Brooks Koepka won his fourth major in 2019, became the fourth golfer ever to finish top four in all four majors in a year and rose to No. 1 in the world. And this week, he admitted that he did it all on a bum left knee.

“I’d been battling it there for the last four months of that season,” he said on Wednesday at the Shriners Hospitals for Children Open in Las Vegas as she opens his 2019-20 PGA Tour season.

“I had some stem cell done on my knee,” said Koepka. “My patella tendon was partially torn, so just rehabbing that. Spent the first probably three, four weeks just rehabbing that and been back hitting balls. I can finally practice again, which is nice, without pain.”

Koepka — the PGA Tour’s noted tough guy — said the stem cell treatment that was done on his knee wasn’t technically surgery, but it had him howling in pain when he did it right after the Tour Championship at the end of August.

“Got to go in there and inject it,” he said. “I was watching it on the screen as they were doing it and it was probably one of the most painful things. I was screaming when they did it. I limped out of there. I was limping for probably two, three days after, and then it’s just about trying to grow the muscles around it.
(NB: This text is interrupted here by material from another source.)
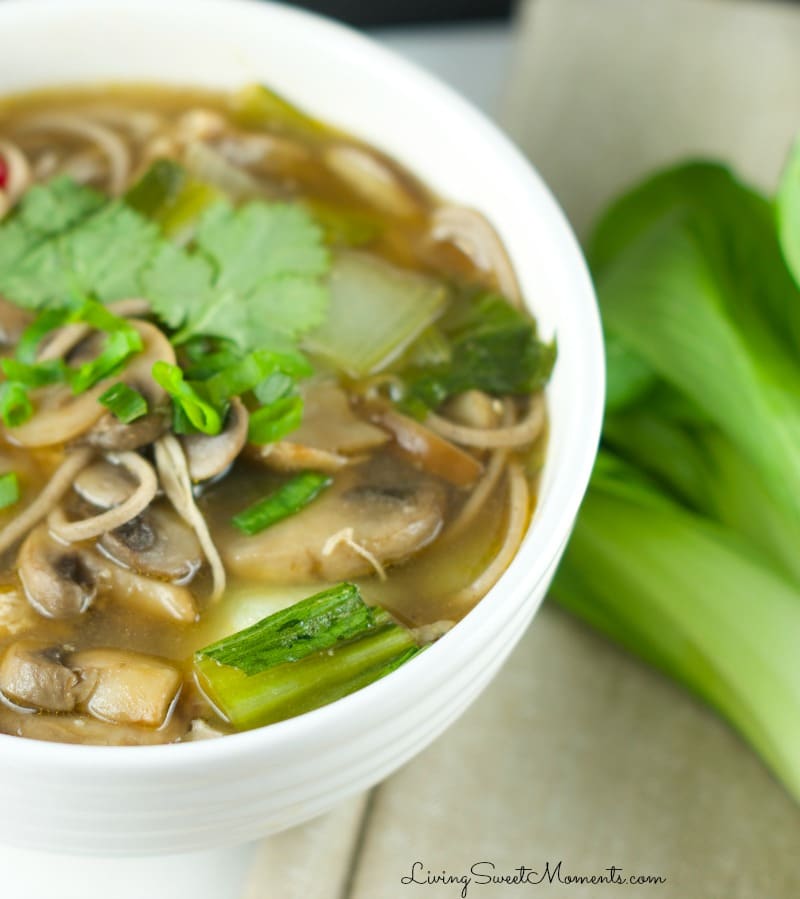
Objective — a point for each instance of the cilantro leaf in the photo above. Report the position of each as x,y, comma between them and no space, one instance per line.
67,242
43,212
253,275
254,278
Try to get strong again, rest it. That’s kind of how we went with it, doing a little rehab. The important thing was to not walk with a limp. Those three days you’re kind of off your feet. And at the same time, enjoy your offseason.”
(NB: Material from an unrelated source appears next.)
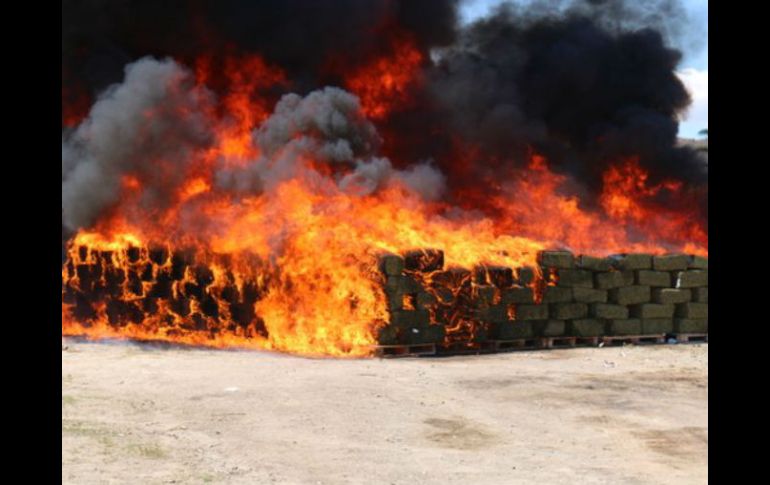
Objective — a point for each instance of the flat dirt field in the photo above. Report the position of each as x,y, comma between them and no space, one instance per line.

If anyone had a reason to enjoy his offseason, it was Koepka. The No. 1 golfer in the world had nine top-10 finishes, checked in sixth in strokes gained for the season and won over $16 million when you throw in $6.5 million in bonus money on top of the $9.7 million he earned on the course.

So will we get a relaxed, docile Koepka heading into the new season? I think you already know the answer to that. And Koepka said a revamped knee will allow him extra prep time going into tournaments.

“Last year, I didn’t practice at all,” Koepka said. “I mean, I vocalized that, said I hadn’t practiced. I finally feel this year I can practice again. I think people forget, too, I also had a wrist injury. I was just coming back off that.”

“I’ve got five, six years left of probably my prime I guess you could say,” he added. “I want to see how far I can take it. I’m a little extra motivated. Feeling 100 percent is nice, but extremely motivated to see how far I can push it.”

A terrifying thought when you consider how good he was in 2019.